Non so se i miei quadri siano belli o brutti: attraverso di loro esprimo la necessità di superare i miei limiti, di trasformarli in orizzonti. Durante le mie performance, chi assiste dice di percepire un’energia positiva. Non mi dispiacerebbe provare altre forme d’arte, ma a oggi non ne sento l’esigenza.

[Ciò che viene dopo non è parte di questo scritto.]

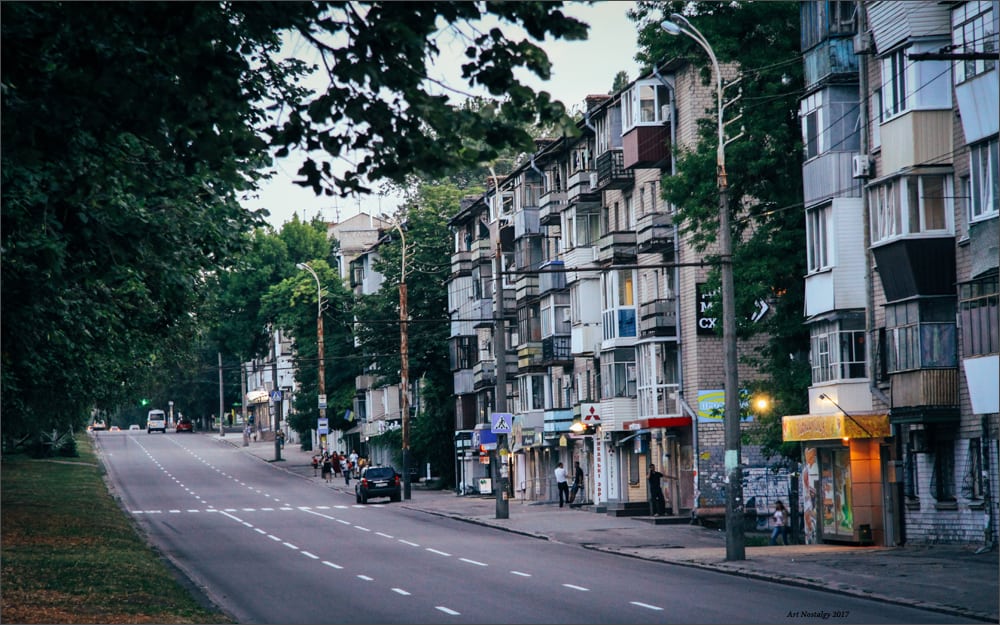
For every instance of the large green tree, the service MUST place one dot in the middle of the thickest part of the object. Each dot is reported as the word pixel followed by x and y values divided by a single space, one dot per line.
pixel 130 132
pixel 764 175
pixel 428 254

Come mi vedo tra dieci anni
«Sarò sempre curioso del mondo che mi circonda e se ci saranno delle opportunità le afferrerò. Confesso che mi piacerebbe fare stand-up comedy» ride, «mi vedo ancora al lavoro, a dipingere, a collaborare con la radio, insomma, così come sono oggi. Perché così sto bene».
Il vero Andrea
«Secondo alcuni perdere la vista ha fatto uscire fuori il vero Andrea. Si diventa felici trovando quello che si vuole fare, ciò che ci fa stare bene ed eliminando ciò che invece non ci rende felici. Il mio mantra è provare perché fallire fa parte del percorso. Anche se spesso la vediamo come una sconfitta, credo che sia invece una grande occasione per migliorare.»
Roberta Gatto
2 commenti
Conoscere Andrea Ferrero e stata una grande occasione per vedere il mondo in maniera diversa ,ed io Massimiliano ibba che in arte faccio fumetti ed illustrazioni, mi son trovato in una situazione simile ma in maniera diversa,”l’udito ” ,il non riuscire più a concepire i suoni come le persone normali, ma con la sua conoscenza ,ho imparato a sorridere di nuovo e a prendere ciò che desideriamo, senza abbattersi.
Un grande UOMO che trasmette in positivo. Gràtzie del tuo messaggio.